あっという間に五人を地面に這いつくばらせるや、サーシャリオンもまた泉に飛び込んだ。
*
サーシャリオンが動いたのを目にして、啓介とフランジェスカも隠れていた木陰を飛び出した。わずかに遅れ、トリトラが渋々といった体で続く。
「闖入者だ! 押さえろ!」
「魔法隊、撃て!」
敵が武器を構えて叫ぶ。
フランジェスカは水の盾を作り出して魔法を弾き飛ばし、一番前にいたエルフを弓矢ごと切り伏せる。その右隣のエルフに向けて突っ込んだ啓介は、剣を交えたまま力押しで進み、敵のみぞおちに蹴りを入れた。
「ごめんな!」
咳をしながらうずくまる敵を横目に謝りながら、啓介は右手の人差し指を立てて、奥のエルフに向けて魔法により雷撃を飛ばす。空気中に一瞬だけ光の線が浮かび上がったと思えば、遠方のエルフが三人、「ぐわっ」と声を上げてその場に倒れた。
そして啓介が振り返ると、敵で立っている者は二人だけになっていた。
怯えにとりつかれたらしい敵が、青ざめた顔で悲鳴を上げながら弓を絞る。矢が飛ぶ方向を予測して避けた啓介だが、思ったより緩やかな飛び具合だったので、危うく当たりかけた。
恐慌状態らしき彼らは、すぐ傍に仲間が倒れているのも忘れて、魔法や矢を撃ってくる。手練れのトリトラも、この状態には流石に近付く気になれないようで、飛んでくる攻撃を冷静に避けながら様子を伺っている。
「ケイ殿」
「うん」
フランジェスカの呼びかけに、一つ返事で〈白〉の魔法を使うことに決めた啓介だが、結局使わなかった。残った敵が突然その場に倒れたからだ。
「後ろががら空きだな」
冷たい声での呟きが聞こえた。雨降らしの聖樹の幹の影から現われた人影を見て、啓介は明るい声を上げる。
「ウェードさん! それにセスさんも。無事だったんですね!」
「なんだ、嫌味か? 殿下を護衛しきれずに気絶した落ち度を笑っているのか?」
「落ち着きなさい、ウェード。彼はそんなことは一言も言ってないだろう」
啓介をにらむウェードの肩を軽く叩き、セスが苦笑する。
「よかった、二人とも。アーヴィンしか見当たらないから殺されたのではないかと心配していたのだ」
長剣を手にしたまま、フランジェスカがマッカイス親子に話しかける。
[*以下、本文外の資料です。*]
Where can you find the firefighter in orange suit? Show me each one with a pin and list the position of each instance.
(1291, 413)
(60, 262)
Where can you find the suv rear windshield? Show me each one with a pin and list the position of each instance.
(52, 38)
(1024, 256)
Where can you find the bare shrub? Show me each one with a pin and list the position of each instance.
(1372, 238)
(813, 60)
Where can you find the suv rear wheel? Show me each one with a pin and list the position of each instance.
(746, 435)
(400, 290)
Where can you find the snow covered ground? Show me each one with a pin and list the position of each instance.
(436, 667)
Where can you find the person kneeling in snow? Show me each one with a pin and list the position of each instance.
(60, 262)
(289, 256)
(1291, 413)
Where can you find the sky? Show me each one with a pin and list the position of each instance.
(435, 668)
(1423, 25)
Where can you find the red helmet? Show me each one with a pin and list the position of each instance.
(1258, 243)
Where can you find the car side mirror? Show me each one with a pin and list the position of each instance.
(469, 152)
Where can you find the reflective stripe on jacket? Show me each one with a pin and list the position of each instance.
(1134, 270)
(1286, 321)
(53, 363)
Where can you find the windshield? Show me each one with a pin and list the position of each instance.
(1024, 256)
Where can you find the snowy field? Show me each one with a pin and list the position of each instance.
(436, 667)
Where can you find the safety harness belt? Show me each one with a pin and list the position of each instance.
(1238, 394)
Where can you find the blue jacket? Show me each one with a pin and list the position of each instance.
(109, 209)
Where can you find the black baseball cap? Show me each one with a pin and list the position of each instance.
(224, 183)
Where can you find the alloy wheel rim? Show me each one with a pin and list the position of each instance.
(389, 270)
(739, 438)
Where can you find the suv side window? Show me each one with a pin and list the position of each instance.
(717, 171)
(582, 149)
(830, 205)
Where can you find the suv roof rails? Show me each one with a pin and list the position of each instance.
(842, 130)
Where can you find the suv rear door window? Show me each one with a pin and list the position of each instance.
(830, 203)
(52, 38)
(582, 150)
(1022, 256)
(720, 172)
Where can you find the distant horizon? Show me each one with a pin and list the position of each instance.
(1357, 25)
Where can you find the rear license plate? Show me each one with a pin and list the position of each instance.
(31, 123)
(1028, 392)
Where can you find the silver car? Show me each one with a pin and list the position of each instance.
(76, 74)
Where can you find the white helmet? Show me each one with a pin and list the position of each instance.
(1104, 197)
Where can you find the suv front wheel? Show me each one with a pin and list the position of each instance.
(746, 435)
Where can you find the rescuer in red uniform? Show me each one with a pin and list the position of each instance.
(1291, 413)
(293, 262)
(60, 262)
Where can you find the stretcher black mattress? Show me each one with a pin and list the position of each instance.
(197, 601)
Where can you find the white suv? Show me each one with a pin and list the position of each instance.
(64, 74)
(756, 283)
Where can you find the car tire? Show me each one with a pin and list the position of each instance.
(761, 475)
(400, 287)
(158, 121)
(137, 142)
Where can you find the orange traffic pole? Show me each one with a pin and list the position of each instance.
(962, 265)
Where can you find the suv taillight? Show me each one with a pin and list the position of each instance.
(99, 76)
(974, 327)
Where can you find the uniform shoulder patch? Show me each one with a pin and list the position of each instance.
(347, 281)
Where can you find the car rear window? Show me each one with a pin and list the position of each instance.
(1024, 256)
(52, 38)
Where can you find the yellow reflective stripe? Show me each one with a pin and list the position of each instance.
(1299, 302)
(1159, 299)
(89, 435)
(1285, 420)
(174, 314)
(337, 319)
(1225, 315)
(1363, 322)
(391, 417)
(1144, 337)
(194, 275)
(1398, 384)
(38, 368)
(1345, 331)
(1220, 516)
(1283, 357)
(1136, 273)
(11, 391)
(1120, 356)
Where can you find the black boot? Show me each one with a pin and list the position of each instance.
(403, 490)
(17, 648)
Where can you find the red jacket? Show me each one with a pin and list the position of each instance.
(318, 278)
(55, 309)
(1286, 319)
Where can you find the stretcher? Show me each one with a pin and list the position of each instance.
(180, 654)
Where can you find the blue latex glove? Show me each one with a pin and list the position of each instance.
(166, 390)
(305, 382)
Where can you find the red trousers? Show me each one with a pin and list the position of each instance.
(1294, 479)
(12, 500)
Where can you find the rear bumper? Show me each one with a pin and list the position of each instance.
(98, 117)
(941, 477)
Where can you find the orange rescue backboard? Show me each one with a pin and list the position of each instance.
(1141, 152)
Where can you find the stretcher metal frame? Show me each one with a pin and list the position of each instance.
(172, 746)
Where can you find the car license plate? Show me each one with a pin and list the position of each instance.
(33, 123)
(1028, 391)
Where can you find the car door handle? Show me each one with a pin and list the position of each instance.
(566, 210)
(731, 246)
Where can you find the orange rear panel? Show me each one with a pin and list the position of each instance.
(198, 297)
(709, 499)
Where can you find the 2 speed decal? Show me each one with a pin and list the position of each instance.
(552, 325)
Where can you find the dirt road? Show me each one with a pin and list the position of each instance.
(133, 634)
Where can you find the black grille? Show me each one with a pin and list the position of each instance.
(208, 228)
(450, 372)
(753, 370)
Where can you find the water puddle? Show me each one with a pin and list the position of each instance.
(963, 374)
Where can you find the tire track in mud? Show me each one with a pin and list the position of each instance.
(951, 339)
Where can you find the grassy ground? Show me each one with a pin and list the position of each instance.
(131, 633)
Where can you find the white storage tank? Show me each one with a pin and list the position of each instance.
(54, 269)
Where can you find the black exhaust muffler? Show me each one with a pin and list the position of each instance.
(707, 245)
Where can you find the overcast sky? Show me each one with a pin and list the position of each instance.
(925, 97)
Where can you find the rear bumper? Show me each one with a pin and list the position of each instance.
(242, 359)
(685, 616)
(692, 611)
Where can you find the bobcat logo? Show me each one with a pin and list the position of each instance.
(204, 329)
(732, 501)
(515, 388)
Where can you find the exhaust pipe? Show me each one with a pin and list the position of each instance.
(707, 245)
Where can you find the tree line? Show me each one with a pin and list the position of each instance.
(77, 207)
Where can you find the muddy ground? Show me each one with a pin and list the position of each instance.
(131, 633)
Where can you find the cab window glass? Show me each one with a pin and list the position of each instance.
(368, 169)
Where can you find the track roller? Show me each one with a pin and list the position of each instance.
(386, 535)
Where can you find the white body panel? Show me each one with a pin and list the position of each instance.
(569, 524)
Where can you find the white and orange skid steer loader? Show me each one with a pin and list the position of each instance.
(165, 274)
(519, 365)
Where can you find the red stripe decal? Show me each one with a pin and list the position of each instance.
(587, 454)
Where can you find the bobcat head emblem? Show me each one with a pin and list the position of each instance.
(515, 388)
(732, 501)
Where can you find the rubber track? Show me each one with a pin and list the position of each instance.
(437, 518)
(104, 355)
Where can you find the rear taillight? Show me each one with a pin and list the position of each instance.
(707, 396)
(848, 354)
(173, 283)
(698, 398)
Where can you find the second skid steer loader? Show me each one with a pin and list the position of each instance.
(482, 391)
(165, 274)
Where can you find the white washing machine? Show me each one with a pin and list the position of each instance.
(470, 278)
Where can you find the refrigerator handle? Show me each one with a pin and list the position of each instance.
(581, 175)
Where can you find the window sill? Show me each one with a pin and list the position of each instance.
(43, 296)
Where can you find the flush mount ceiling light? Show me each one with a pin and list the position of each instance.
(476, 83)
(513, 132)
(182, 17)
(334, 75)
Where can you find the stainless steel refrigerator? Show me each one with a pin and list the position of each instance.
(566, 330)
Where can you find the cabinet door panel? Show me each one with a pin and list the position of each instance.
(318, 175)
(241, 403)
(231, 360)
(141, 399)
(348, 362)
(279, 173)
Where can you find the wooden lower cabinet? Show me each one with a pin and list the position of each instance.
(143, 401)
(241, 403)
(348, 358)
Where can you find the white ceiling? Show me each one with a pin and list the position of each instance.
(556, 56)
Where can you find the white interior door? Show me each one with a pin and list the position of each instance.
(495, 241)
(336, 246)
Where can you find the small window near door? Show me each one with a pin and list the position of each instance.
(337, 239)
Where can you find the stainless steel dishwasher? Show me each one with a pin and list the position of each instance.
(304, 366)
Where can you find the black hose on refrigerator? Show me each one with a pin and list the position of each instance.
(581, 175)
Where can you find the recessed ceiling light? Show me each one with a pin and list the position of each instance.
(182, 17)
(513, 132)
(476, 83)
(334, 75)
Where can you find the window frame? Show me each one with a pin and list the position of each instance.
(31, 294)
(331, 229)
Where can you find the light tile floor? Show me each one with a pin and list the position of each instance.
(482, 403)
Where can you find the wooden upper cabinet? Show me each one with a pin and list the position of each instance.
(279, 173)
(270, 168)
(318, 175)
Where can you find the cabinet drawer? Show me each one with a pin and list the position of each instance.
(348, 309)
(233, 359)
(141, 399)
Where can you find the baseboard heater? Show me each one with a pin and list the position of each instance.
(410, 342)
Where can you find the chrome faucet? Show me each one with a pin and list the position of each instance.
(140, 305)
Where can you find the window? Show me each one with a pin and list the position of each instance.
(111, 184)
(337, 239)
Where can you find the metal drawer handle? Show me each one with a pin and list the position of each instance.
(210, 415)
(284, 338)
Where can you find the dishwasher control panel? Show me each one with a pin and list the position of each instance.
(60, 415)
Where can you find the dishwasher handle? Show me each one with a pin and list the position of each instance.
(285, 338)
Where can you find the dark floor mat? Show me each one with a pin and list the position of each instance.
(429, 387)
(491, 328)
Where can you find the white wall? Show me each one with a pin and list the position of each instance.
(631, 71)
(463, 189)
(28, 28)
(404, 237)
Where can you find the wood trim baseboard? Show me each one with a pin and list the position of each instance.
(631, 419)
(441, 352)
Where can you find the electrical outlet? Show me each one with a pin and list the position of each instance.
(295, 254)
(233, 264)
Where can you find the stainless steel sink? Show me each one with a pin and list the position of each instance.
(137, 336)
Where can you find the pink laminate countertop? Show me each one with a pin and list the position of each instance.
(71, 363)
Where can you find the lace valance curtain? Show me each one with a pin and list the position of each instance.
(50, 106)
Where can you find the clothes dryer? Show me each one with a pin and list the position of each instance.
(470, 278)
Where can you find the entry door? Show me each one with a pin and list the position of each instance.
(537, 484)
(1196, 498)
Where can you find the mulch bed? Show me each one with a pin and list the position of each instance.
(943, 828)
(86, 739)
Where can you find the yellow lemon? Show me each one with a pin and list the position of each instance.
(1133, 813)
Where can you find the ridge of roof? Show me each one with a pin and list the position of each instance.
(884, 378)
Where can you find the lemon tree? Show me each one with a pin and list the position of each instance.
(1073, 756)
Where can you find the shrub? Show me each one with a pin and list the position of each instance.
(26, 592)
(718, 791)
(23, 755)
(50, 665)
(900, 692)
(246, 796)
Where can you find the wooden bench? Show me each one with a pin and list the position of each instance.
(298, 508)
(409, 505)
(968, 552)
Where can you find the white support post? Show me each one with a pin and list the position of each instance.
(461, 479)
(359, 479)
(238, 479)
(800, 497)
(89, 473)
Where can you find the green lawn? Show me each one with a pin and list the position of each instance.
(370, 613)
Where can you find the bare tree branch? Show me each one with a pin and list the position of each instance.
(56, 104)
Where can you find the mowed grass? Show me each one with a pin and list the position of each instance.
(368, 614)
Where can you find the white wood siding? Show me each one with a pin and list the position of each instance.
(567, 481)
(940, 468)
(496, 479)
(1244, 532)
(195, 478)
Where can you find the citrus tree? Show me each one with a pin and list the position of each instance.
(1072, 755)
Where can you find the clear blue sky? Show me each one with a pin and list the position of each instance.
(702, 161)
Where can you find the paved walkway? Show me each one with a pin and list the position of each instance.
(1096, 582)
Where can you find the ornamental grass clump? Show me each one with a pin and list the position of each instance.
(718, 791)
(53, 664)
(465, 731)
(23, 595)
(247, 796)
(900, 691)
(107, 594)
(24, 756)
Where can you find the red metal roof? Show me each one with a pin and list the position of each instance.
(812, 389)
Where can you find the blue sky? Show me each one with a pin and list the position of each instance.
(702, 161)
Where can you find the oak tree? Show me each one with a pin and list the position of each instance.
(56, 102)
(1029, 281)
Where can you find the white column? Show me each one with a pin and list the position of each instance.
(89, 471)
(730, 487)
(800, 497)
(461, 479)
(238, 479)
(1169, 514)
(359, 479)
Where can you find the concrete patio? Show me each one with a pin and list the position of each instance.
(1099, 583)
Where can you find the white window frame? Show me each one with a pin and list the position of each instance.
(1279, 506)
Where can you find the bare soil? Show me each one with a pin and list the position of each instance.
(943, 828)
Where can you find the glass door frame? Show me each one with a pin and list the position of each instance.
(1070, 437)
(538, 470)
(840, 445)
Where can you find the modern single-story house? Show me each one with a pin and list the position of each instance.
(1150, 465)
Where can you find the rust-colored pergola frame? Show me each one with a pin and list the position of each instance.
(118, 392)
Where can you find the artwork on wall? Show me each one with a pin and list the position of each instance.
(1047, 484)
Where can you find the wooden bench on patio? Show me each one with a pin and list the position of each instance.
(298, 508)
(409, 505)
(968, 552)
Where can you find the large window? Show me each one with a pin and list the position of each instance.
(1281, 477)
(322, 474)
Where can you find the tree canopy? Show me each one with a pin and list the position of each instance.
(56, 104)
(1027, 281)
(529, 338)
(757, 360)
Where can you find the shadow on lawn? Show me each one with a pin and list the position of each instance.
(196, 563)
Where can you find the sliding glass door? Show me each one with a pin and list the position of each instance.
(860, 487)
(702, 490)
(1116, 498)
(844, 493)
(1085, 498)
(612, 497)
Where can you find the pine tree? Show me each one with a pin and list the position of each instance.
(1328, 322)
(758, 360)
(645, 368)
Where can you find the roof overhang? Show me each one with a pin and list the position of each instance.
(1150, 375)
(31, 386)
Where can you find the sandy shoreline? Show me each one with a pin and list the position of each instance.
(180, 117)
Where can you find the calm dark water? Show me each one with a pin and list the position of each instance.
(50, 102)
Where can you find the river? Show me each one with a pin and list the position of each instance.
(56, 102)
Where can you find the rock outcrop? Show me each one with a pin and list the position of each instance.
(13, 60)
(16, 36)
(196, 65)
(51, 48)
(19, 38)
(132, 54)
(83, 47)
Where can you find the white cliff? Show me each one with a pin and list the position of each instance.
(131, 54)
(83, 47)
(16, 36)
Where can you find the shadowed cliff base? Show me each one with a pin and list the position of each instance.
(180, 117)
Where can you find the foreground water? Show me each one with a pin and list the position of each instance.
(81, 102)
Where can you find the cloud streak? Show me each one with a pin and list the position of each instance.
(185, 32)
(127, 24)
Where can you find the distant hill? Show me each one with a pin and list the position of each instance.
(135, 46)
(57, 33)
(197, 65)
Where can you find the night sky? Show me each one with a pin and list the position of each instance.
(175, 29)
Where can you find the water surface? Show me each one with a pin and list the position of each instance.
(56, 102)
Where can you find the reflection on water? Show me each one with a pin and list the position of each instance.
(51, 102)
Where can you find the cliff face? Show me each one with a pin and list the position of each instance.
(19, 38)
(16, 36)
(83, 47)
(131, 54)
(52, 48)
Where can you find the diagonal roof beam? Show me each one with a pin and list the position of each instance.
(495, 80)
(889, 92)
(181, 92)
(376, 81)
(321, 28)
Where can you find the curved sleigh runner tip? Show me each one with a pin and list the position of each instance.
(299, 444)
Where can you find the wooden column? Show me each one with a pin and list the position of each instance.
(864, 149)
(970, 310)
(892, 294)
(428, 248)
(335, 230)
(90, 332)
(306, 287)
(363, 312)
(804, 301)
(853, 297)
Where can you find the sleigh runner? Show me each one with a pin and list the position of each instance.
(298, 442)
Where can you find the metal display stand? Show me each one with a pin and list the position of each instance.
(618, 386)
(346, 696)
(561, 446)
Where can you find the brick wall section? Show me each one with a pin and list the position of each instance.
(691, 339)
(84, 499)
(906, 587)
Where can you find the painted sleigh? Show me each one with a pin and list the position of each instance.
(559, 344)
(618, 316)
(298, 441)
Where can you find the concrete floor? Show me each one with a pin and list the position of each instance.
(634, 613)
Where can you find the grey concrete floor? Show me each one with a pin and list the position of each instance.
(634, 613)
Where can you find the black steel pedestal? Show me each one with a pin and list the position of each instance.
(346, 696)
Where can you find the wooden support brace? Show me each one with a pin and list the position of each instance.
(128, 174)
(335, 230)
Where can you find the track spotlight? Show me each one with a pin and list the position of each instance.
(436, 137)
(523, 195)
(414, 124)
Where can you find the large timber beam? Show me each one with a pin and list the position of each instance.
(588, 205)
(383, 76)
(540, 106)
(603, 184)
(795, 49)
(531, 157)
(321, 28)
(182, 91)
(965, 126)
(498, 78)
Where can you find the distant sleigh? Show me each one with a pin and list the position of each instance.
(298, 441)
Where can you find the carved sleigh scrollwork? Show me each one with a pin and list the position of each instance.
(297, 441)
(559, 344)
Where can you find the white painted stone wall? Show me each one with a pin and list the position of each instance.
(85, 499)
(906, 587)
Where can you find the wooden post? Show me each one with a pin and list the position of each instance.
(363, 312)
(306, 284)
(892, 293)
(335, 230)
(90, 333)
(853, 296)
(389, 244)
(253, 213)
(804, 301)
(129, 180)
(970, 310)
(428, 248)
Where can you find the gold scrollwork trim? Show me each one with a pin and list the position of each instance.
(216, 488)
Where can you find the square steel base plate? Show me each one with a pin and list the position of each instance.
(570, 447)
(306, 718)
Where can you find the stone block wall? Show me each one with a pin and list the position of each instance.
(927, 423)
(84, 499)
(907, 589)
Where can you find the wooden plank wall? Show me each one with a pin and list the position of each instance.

セスは朗らかに笑い返す。
「心配ありがとう。この通り、ぴんぴんしているよ」
「さっきまで腕が痛いとうるさかったのに、なにがぴんぴんですか」
「ウェード、それは言わない約束だっただろう!」
慌てるセスに、駆け寄った啓介は問う。
「どこか怪我でも?」
「俺は医者だぞ。すでに治療済みだ」
ウェードはぴしゃりと返し、雨降らしの聖樹を見上げる。正確には、幹にあいたうろを。ウェードが気にしている内容を察し、啓介はアーヴィンの状況を教える。
「アーヴィンさんならあちらにいます。連れていかれるのが見えました」
「王女殿下は?」
「王女様?」
覚えが無い啓介は、フランジェスカとトリトラの方を伺った。フランジェスカは知らないと首を横に振って示し、トリトラは首を傾げる。
「あちらに移動した別部隊と一緒かもね。ちょうどこの樹の反対側」
「そうか……。すまないが、黒狼族の君、私とそちらに向かってくれないか? ウェード、殿下のことはお前に任せる。怪我をされているはずだ、治療して差し上げろ」
「分かりました、父さん」
セスの指示に素直に頷くウェードに対し、トリトラは不満顔になる。
「はあ? ちょっと、勝手に決めないでよ。何で僕が君の指図を受けなきゃいけないんだ」
「トリトラ殿、頼む。サーシャならこちらで止めるし、そっちが片付いたらそのままグレイ殿のもとに戻って構わぬから。なあ、ケイ殿」
フランジェスカが手を合わせて頼み、啓介も頷く。
「俺からもお願いだ、トリトラ。シュウの所に戻っていいからさ」
「君達、師匠かシューターの名前を出しておけば頷くと思ってるんじゃないだろうね」
「ん? 違うのか?」
「え? 違うの?」
フランジェスカと啓介が驚いて声を揃えると、トリトラは苦虫を噛み潰した顔になる。
「僕が何でも師匠の言うことを聞くと思ったら大間違いだよ。断ることもある」
フランジェスカの青い目が愉快そうに光る。彼女は「ふうん」と意味ありげに呟いて、その先を続ける。
「だが、シューターの頼みを断っているのを聞いたことがないが」
「そもそも彼が僕に頼み事をすることは滅多にないだろ。あの子が頼み事をするのは師匠」
「頼み事をされたら? 断らんだろ」
「場合による」
「いいや断らないね。私だったら、親しい相手の滅多にない頼み事は、気分が良くなるから断らん。お前だってそうじゃないのか? 認めた相手の頼みだぞ?」
「しつこいなあ。場合によるって言ってるだろ」
頑として肯定しようとしないトリトラが言い返すのを皮切りに、啓介は二人の間に割って入った。
話をぶった斬った後、それぞれの顔を見て、我ながら作った笑みを浮かべる。
「二人とも、それは後でゆっくり話し合おう。今は王女様の安否と、サーシャの暴走が気になるから……」
「ああ、すまない、ケイ殿。――トリトラは意外とからかうと面白いな」
「ちょっと女騎士、聞こえてるよ」
「だからそこまで! セスさん……」
啓介がセスに助けを求めると、セスは力強く頷いた。
「トリトラ君だったか? 案内してくれるのか? してくれないのか? どっちだい」
「はいはい、分かったよ。案内する。それで僕はとっとと師匠達の所に戻る。君らが危なかろうと知らない」
しっしっと追い払う仕草をするトリトラ。苦笑を深くする啓介の隣ではフランジェスカが腹を抱えて笑っている。セスは気にせず頷いた。
「では行こう。ウェード、後は任せたよ」
「承知しました、父さん。気を付けて」
セスはウェードにもう一度頷きかけ、トリトラを振り返る。セスの準備が出来たことを知ったトリトラは、何も言わずに身を翻す。二人が雨降らしの聖樹の大きな根を回り込んで進んでいくのを見送ると、啓介達はもう一度聖樹のうろを見上げた。
「――行こう」
フランジェスカの呼びかけに、啓介とウェードは緊張を含んだ面持ちで首肯した。